Jennyfer: Jamás te casarás.
Jenny: Yo no quiero casarme. Es que no me has escuchado.
Jennyfer: Nunca tendrás hijos.
Jenny: Odio a los niños. No quiero tener hijos, estoy segura. Pero si sé una cosa, él me quería. Lloró... lloró, ¿no lo oíste? Y durante años me envió cartas. ¿Lo ves? yo no soy la víctima de la historia. Soy la heroína, él se derrumbó.

(Estas dos últimas ideas son potenciadas por Bill partiendo del entorno familiar de Jenny, y de su estilo de manipulación para llevar a Jenny donde él quería)

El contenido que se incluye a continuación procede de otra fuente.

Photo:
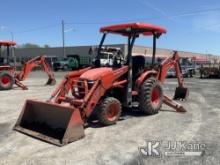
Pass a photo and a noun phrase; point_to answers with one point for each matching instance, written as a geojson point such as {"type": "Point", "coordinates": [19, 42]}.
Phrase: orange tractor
{"type": "Point", "coordinates": [9, 77]}
{"type": "Point", "coordinates": [104, 90]}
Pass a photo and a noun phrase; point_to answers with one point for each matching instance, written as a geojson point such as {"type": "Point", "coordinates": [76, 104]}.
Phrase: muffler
{"type": "Point", "coordinates": [51, 81]}
{"type": "Point", "coordinates": [181, 93]}
{"type": "Point", "coordinates": [50, 122]}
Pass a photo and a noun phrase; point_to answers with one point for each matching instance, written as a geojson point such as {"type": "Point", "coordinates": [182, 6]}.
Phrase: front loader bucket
{"type": "Point", "coordinates": [181, 93]}
{"type": "Point", "coordinates": [51, 81]}
{"type": "Point", "coordinates": [50, 122]}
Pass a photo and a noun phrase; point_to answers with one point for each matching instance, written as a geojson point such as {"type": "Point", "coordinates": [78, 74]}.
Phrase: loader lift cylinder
{"type": "Point", "coordinates": [131, 40]}
{"type": "Point", "coordinates": [154, 48]}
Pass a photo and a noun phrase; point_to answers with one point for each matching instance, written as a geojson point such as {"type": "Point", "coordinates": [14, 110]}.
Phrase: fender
{"type": "Point", "coordinates": [143, 77]}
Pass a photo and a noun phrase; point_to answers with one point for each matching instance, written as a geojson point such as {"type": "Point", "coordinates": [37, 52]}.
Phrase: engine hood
{"type": "Point", "coordinates": [97, 73]}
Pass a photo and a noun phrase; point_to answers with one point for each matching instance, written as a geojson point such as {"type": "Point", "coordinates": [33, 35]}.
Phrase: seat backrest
{"type": "Point", "coordinates": [138, 65]}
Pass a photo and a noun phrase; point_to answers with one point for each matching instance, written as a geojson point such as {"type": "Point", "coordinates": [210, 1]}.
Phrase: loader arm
{"type": "Point", "coordinates": [36, 62]}
{"type": "Point", "coordinates": [181, 92]}
{"type": "Point", "coordinates": [168, 63]}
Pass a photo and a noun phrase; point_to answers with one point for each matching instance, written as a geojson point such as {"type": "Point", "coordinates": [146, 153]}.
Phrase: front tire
{"type": "Point", "coordinates": [109, 111]}
{"type": "Point", "coordinates": [151, 96]}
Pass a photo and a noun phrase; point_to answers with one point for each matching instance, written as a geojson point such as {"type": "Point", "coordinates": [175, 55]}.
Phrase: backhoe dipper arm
{"type": "Point", "coordinates": [36, 62]}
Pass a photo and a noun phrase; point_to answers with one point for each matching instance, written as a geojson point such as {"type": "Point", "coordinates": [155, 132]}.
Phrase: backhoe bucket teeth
{"type": "Point", "coordinates": [51, 81]}
{"type": "Point", "coordinates": [50, 122]}
{"type": "Point", "coordinates": [181, 93]}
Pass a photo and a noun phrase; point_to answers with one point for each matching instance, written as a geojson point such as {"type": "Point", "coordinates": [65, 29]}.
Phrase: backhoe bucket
{"type": "Point", "coordinates": [51, 81]}
{"type": "Point", "coordinates": [181, 93]}
{"type": "Point", "coordinates": [50, 122]}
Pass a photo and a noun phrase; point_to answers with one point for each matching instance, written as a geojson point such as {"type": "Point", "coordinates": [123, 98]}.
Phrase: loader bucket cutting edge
{"type": "Point", "coordinates": [181, 93]}
{"type": "Point", "coordinates": [50, 122]}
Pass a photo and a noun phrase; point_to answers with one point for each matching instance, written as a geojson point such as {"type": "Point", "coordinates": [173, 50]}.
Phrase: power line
{"type": "Point", "coordinates": [38, 28]}
{"type": "Point", "coordinates": [183, 14]}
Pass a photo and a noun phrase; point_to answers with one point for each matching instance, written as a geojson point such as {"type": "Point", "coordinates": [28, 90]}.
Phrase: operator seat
{"type": "Point", "coordinates": [138, 65]}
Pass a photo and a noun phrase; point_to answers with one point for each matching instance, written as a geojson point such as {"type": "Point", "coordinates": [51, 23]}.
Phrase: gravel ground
{"type": "Point", "coordinates": [120, 143]}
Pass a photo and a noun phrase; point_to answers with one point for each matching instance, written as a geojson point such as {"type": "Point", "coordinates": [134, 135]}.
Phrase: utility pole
{"type": "Point", "coordinates": [63, 38]}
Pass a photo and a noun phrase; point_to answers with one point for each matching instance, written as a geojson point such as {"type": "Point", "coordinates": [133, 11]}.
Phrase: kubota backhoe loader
{"type": "Point", "coordinates": [61, 119]}
{"type": "Point", "coordinates": [8, 75]}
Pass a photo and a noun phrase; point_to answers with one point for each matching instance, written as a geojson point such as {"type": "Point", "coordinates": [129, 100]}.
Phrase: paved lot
{"type": "Point", "coordinates": [117, 144]}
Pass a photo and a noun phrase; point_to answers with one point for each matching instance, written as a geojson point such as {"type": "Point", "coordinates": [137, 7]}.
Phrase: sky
{"type": "Point", "coordinates": [191, 25]}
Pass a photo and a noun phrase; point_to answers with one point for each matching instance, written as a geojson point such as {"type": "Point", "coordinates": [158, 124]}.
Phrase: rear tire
{"type": "Point", "coordinates": [109, 111]}
{"type": "Point", "coordinates": [6, 81]}
{"type": "Point", "coordinates": [151, 96]}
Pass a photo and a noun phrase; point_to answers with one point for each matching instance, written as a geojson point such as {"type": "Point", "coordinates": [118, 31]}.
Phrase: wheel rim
{"type": "Point", "coordinates": [112, 112]}
{"type": "Point", "coordinates": [155, 96]}
{"type": "Point", "coordinates": [5, 80]}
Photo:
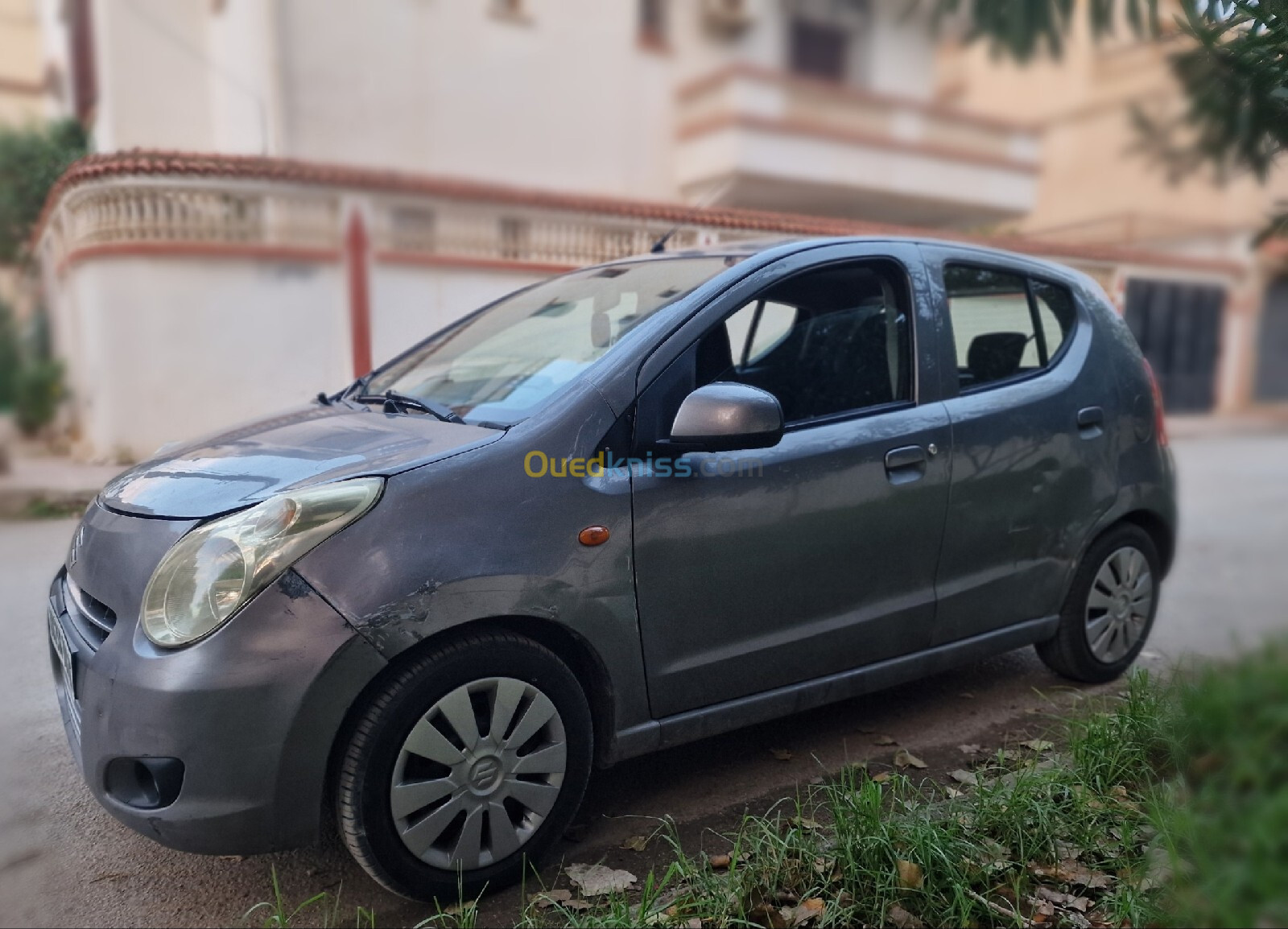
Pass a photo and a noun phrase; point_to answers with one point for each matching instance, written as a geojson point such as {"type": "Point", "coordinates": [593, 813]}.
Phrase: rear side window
{"type": "Point", "coordinates": [1005, 325]}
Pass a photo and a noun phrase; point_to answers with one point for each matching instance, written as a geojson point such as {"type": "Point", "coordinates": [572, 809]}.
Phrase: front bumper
{"type": "Point", "coordinates": [251, 712]}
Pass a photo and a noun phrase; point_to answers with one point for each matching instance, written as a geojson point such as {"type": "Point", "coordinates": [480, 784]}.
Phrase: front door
{"type": "Point", "coordinates": [763, 568]}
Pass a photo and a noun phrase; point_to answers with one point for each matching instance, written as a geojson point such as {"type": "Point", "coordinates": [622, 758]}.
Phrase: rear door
{"type": "Point", "coordinates": [763, 568]}
{"type": "Point", "coordinates": [1030, 420]}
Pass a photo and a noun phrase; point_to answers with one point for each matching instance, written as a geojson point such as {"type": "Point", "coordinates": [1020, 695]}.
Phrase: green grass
{"type": "Point", "coordinates": [1163, 806]}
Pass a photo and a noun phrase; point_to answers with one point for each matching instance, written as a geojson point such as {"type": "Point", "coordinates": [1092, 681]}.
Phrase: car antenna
{"type": "Point", "coordinates": [712, 195]}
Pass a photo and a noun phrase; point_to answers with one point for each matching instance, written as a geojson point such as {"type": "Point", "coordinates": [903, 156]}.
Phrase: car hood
{"type": "Point", "coordinates": [315, 444]}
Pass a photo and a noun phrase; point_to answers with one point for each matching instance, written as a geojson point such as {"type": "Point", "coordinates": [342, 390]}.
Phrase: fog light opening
{"type": "Point", "coordinates": [145, 782]}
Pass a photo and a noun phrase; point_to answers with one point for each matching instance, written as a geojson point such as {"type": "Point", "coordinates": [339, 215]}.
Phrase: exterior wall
{"type": "Point", "coordinates": [23, 66]}
{"type": "Point", "coordinates": [1095, 186]}
{"type": "Point", "coordinates": [173, 348]}
{"type": "Point", "coordinates": [193, 293]}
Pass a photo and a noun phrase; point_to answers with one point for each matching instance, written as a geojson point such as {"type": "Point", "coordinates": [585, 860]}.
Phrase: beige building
{"type": "Point", "coordinates": [26, 93]}
{"type": "Point", "coordinates": [371, 171]}
{"type": "Point", "coordinates": [1098, 187]}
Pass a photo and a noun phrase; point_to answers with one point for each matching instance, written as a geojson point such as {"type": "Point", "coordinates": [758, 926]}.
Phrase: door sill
{"type": "Point", "coordinates": [785, 701]}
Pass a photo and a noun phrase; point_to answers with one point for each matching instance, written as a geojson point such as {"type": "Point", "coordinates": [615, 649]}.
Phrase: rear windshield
{"type": "Point", "coordinates": [499, 366]}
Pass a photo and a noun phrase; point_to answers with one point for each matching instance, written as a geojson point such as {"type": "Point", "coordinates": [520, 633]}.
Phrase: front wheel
{"type": "Point", "coordinates": [464, 766]}
{"type": "Point", "coordinates": [1109, 609]}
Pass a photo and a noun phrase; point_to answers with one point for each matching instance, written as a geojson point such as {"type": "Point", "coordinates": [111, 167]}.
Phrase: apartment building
{"type": "Point", "coordinates": [354, 175]}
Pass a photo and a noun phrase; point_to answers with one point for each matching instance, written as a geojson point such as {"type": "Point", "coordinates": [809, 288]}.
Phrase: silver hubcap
{"type": "Point", "coordinates": [1120, 603]}
{"type": "Point", "coordinates": [478, 774]}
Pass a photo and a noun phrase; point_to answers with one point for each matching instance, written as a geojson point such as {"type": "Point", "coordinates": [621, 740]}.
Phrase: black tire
{"type": "Point", "coordinates": [367, 766]}
{"type": "Point", "coordinates": [1069, 652]}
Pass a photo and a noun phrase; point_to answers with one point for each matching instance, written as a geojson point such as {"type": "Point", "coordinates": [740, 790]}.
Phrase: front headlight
{"type": "Point", "coordinates": [216, 570]}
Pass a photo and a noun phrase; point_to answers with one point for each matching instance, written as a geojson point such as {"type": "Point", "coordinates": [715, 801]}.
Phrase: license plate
{"type": "Point", "coordinates": [64, 650]}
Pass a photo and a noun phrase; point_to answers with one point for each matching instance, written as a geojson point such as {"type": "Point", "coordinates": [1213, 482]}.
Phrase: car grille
{"type": "Point", "coordinates": [93, 619]}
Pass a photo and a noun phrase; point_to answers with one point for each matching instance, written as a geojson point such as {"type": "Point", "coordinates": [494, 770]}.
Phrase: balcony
{"type": "Point", "coordinates": [774, 142]}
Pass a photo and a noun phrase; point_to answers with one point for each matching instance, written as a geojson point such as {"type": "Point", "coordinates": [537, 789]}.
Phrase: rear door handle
{"type": "Point", "coordinates": [1090, 422]}
{"type": "Point", "coordinates": [906, 464]}
{"type": "Point", "coordinates": [1090, 416]}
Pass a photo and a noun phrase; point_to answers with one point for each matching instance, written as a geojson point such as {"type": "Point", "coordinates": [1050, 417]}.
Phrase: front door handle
{"type": "Point", "coordinates": [1090, 422]}
{"type": "Point", "coordinates": [906, 464]}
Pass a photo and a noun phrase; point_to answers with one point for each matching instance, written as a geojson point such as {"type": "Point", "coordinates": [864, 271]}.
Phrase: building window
{"type": "Point", "coordinates": [80, 32]}
{"type": "Point", "coordinates": [818, 49]}
{"type": "Point", "coordinates": [652, 23]}
{"type": "Point", "coordinates": [515, 10]}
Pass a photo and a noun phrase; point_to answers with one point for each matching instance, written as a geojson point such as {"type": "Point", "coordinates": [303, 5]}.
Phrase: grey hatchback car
{"type": "Point", "coordinates": [630, 506]}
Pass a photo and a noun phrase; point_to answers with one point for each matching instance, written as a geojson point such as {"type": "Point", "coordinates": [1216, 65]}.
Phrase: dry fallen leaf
{"type": "Point", "coordinates": [805, 911]}
{"type": "Point", "coordinates": [906, 759]}
{"type": "Point", "coordinates": [910, 875]}
{"type": "Point", "coordinates": [1071, 871]}
{"type": "Point", "coordinates": [902, 919]}
{"type": "Point", "coordinates": [597, 880]}
{"type": "Point", "coordinates": [766, 915]}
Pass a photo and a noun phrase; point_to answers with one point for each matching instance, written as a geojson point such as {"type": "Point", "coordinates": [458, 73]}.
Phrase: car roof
{"type": "Point", "coordinates": [787, 245]}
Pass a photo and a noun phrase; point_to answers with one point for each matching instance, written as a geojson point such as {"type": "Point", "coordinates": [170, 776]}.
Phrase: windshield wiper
{"type": "Point", "coordinates": [396, 403]}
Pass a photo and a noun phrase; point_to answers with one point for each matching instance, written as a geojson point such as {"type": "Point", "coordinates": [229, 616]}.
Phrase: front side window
{"type": "Point", "coordinates": [500, 365]}
{"type": "Point", "coordinates": [1005, 325]}
{"type": "Point", "coordinates": [824, 343]}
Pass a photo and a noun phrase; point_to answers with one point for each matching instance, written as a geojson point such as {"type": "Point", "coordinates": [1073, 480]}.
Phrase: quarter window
{"type": "Point", "coordinates": [1004, 325]}
{"type": "Point", "coordinates": [824, 343]}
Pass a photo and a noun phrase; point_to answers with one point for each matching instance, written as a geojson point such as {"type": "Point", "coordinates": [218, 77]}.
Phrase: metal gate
{"type": "Point", "coordinates": [1273, 345]}
{"type": "Point", "coordinates": [1179, 328]}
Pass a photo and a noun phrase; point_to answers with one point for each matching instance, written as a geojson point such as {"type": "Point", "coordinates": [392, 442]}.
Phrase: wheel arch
{"type": "Point", "coordinates": [1158, 530]}
{"type": "Point", "coordinates": [575, 651]}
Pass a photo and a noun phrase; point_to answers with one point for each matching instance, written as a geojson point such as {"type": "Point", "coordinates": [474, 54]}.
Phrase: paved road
{"type": "Point", "coordinates": [66, 862]}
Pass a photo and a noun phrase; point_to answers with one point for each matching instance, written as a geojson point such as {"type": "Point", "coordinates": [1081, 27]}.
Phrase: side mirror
{"type": "Point", "coordinates": [727, 416]}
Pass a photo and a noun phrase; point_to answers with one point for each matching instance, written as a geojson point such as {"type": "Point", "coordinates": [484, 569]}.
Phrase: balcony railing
{"type": "Point", "coordinates": [114, 204]}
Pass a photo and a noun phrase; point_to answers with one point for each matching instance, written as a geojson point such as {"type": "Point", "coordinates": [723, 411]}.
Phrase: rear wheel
{"type": "Point", "coordinates": [1109, 609]}
{"type": "Point", "coordinates": [464, 766]}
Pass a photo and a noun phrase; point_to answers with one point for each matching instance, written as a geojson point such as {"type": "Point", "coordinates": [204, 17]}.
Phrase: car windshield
{"type": "Point", "coordinates": [500, 365]}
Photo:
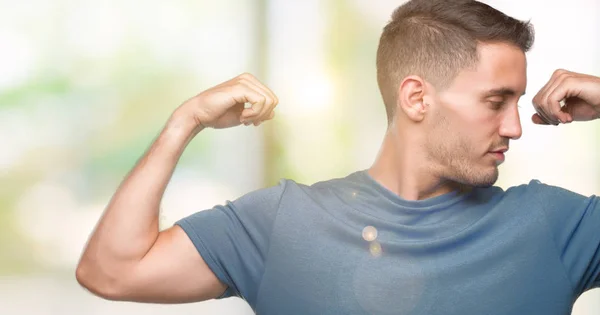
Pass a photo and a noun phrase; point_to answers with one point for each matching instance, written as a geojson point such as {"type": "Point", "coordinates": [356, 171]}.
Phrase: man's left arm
{"type": "Point", "coordinates": [567, 97]}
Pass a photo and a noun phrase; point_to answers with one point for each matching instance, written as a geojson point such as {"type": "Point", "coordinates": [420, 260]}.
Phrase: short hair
{"type": "Point", "coordinates": [436, 39]}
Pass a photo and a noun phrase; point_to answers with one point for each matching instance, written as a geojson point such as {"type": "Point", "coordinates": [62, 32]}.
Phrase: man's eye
{"type": "Point", "coordinates": [497, 105]}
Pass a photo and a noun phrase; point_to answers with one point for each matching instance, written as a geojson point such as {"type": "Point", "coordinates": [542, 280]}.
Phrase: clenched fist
{"type": "Point", "coordinates": [241, 100]}
{"type": "Point", "coordinates": [567, 97]}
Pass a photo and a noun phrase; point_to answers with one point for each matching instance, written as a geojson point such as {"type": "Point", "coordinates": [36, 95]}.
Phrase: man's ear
{"type": "Point", "coordinates": [410, 98]}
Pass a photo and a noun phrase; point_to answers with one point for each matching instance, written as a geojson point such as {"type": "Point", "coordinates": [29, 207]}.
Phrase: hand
{"type": "Point", "coordinates": [580, 94]}
{"type": "Point", "coordinates": [223, 106]}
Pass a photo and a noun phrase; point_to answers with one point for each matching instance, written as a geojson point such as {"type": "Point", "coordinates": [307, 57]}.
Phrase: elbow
{"type": "Point", "coordinates": [99, 283]}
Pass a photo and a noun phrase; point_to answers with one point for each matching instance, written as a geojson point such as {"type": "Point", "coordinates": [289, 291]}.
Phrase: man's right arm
{"type": "Point", "coordinates": [127, 258]}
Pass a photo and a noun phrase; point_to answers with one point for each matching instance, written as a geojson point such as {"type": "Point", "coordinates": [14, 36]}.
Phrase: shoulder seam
{"type": "Point", "coordinates": [258, 287]}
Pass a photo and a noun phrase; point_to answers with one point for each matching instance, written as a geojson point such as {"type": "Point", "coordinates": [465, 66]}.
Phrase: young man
{"type": "Point", "coordinates": [422, 231]}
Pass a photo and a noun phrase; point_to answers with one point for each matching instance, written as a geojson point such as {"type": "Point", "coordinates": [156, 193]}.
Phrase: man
{"type": "Point", "coordinates": [422, 231]}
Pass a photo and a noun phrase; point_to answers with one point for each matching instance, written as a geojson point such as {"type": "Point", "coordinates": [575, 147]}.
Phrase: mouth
{"type": "Point", "coordinates": [499, 154]}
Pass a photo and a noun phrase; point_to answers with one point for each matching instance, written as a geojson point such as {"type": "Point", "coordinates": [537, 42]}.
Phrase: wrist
{"type": "Point", "coordinates": [183, 123]}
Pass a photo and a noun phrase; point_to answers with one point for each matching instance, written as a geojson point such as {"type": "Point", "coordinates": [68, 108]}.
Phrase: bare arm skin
{"type": "Point", "coordinates": [126, 257]}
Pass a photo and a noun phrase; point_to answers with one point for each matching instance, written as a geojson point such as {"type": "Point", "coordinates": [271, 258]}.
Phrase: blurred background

Jennyfer: Fuiste incapaz de plantearte que sus vidas continuarían sin tí. ¿Qué pudo haber más? Los congelaste en el tiempo ¿verdad? Pero sabes, él sigue vivo y voy a ir a verle.
Jenny: ¡No!

La película sigue con la confrontación de Jennyfer con Bill en medio de su fiesta para desvelar lo que sucedió y una frase final ante un Bill que huye de la situación: ¡TU ERAS EL ADULTO! Y acaba con la imagen de Jennyfer y Jenny juntas: la historia se cierra. Mujer y niña se unen al integrar lo sucedido.


Película que nos permite enfrentar la complejidad emocional que rodea a una niña, y a la futura mujer en la que se convierte, cuando es sometida a este tipo de abusos donde el abuso sexual es acompañado de un abuso afectivo.